For the Tenure-Track Professor and the White Family (and with the understanding that these are not social categories but upheld and often invisible ideals), there is no longer a reason to feel ambivalent about love, or perhaps better, there's always another reason to feel ambivalent about love, but perhaps there's no longer a reason to feel ambivalent about one's love objects. In addition to the fact that this is "too bad," and not “for good,” the loss of such ambivalence, of a relation to a loved object that does not involve the capacity to hold one's destructiveness, is a profound but perhaps less apparent price to be paid for professionalism.

it’s all life’s all
thrills and regression
flowering cowering
and all the in between

the good and the bad
as if not linking were |not|
an option.

trilling water
the next smallest drop

unentangle desire
entangled estates

pluming is apposite
projecting, providing cover
for the operation
that produces
the other as negative in order to
produce this negativity
as an inhering substance

unentangle this

from thrall

this is the white problem:
of destroying mores
killing the dead child
(the child you were you never were)
again and again and again
and every day

the who you are
in your eyes
who you never were

attenuated swings
around to the outset

we have | no access
to dustings of green flowering trees
in early spring
to the wear and tear
of a (linguistic) phenomenon
winter, with all its wear and tear, is forgotten
without giving it
some kind of
role in this quantum qualia, this
figurative representation

writ of access

the that which is effaced

the child sashays around to the front
again, foxglove, long days,
rain pixilating, little coming out

so if now you
can be proposed—
propositioned as above—
does that mean
I am no more?

I my bitterness insufflated
nesting dolls and centrifugitivity
an object within a similar object
always comes to rest

there is always | that
nesting | that
more than less than | that
explains all dynamic

and still, we can want
something more
even if there’s nothing,
about you that,  about | that
we can be sure

a blocked parent has come to
some part of her his child | that
still hurts. it’s the bitterroot wound
an object within a similar object

bears fault: bears, assumes, repairs
to come to something other than | this

you all is object | this
proposition: I don't understand
why we can't—all of us who feel | this
way—just do | this

[1] Unlike Graham and Thrift’s “continuous dying,” the subject is the agent of processes of destruction.
[2] One of the outcomes of criticism of “administrative bloat” at the University of Minnesota, as at many other institutions, has been the implementation of “Operational Excellence,” a business model that advocates for “continuous improvement.” In discussions and disputes over this model in the business world, the term “continuous” versus “continual” is given some attention.

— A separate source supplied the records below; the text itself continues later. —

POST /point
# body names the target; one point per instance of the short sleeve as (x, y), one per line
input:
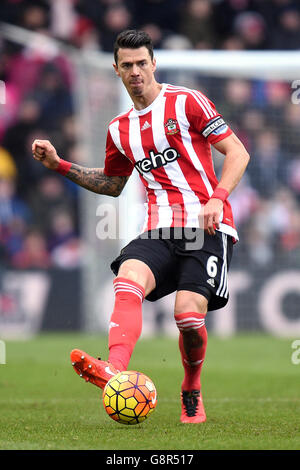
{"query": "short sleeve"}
(204, 118)
(116, 163)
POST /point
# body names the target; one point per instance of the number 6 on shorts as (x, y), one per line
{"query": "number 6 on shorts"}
(211, 266)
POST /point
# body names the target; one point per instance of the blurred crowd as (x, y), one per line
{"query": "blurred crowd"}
(39, 210)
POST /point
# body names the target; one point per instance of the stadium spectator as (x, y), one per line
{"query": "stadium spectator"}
(34, 253)
(267, 167)
(39, 89)
(197, 24)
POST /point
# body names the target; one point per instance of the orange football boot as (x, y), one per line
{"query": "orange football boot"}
(92, 370)
(192, 408)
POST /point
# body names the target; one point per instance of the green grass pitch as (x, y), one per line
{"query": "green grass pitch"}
(250, 391)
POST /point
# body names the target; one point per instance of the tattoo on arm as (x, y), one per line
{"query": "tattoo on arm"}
(95, 180)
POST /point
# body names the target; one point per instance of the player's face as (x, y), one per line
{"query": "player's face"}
(136, 70)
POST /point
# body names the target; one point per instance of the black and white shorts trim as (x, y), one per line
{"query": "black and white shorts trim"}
(175, 268)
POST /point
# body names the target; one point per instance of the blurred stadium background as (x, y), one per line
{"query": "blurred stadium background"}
(56, 72)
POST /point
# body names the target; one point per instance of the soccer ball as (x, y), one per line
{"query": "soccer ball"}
(129, 397)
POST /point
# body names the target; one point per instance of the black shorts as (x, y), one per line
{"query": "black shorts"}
(177, 267)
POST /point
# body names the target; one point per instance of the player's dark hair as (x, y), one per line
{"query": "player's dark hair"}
(133, 39)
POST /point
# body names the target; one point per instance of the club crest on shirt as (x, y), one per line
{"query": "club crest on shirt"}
(171, 126)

Reforms and improvements should be both endless (continual) and discrete (continuous), infinite and measurable. Both “continuous dying” and “continuousness improvement” posit the chaotic or entropic tendency of the social organization of life. Seeing this “humble earthworm” from the right perspective—something recently advocated by Eric Hayot, as a way of “seeing others” in a cosmological sense —involves a dissatisfying resolution of the paradox of “destructive love,” the resolution of contradiction rather than the maintenance of indeterminacy.

***presented at the University of Minnesota Graduate Student Colloquium, Inter|Diction on April 3, 2015 (convened by Mikkel Vad, with Kai Bosworth, Emily Fedoruk, and Tom Pepper).